Search code examples
azureazure-storage

Microsoft.Azure.Storage.DataMovement MD5 check


I'm using the Microsoft.Azure.Storage.DataMovement nuget package to transfer multiple, very large (150GB) files into Azure cold storage using TransferManager.UploadDirectoryAsync

It works very well, but a choke point in my process is that after upload I am attaching to the FileTransferred event and reading the local file all over again to calculate the md5 checksum and compare it to the remote copy:

private void FileTransferredCallback(object sender, TransferEventArgs e)
{
    var sourceFile = e.Source.ToString();
    var destinationFile = (ICloudBlob) e.Destination;

    var localMd5 = CalculateMd5(e.Source.ToString());
    var remoteMd5 = destinationFile.Properties.ContentMD5;

    if (localMd5 == remoteMd5)
    {
        destinationFile.Metadata.Add(Md5VerifiedKey, DateTimeOffset.UtcNow.ToDisplayText());
        destinationFile.SetMetadata();
    }
}

It is slower than it needs to be since every file is getting double handled - first by the library, then by my MD5 check.

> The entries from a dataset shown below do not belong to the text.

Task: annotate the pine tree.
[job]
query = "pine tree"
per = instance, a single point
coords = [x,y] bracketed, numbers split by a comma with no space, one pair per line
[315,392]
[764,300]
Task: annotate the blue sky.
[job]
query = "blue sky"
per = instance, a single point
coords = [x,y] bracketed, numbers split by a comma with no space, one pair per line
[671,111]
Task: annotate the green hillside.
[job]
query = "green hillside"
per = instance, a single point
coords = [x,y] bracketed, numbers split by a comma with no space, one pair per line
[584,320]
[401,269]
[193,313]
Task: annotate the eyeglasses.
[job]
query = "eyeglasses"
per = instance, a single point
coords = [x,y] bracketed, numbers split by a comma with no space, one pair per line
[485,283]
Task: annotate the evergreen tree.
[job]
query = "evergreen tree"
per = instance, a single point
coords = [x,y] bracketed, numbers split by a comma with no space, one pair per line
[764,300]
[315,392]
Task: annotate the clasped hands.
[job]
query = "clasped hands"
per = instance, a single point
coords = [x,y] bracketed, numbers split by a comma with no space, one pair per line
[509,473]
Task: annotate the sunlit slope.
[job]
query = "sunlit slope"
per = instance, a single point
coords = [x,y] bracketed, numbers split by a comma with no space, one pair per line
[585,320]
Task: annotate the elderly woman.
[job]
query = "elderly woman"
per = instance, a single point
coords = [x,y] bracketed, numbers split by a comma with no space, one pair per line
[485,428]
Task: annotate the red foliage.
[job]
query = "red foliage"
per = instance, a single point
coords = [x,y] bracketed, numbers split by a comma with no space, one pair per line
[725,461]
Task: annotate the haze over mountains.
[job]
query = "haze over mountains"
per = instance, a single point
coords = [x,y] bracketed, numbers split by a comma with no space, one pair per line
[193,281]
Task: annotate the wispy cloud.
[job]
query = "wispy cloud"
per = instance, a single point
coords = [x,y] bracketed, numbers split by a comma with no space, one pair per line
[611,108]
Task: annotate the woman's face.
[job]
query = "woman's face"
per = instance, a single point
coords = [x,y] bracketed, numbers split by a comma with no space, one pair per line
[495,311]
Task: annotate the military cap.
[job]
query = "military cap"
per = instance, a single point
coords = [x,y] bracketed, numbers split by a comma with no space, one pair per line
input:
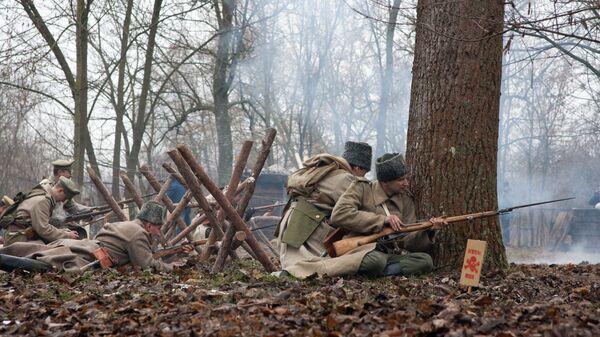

Is this check even necessary or is the library already doing the heavy lifting for me? I can see Md5HashStream but after quickly looking through the source it isn't clear to me if it is being used to verify the entire remote file.


Solution

  • Note that metadata blob.Properties.ContentMD5 of the entire blob is actually set by Microsoft.Azure.Storage.DataMovement library per its local calculation result after uploading all the blocks of this blob, not by Azure Storage Blob Service.

    The data integrity of blob uploading is guaranteed by Content-MD5 HTTP header when putting every single block, not by metadata blob.Properties.ContentMD5 of the entire blob, since Azure Storage Blob Service doesn't really validate the value when Microsoft.Azure.Storage.DataMovement library is setting metadata (check the introduction of x-ms-blob-content-md5 HTTP header).

    The main purpose of blob.Properties.ContentMD5 is to verify the data integrity when downloading the blob back to local disk via Microsoft.Azure.Storage.DataMovement library (if DownloadOptions.DisableContentMD5Validation is set to false, which is the default behavior).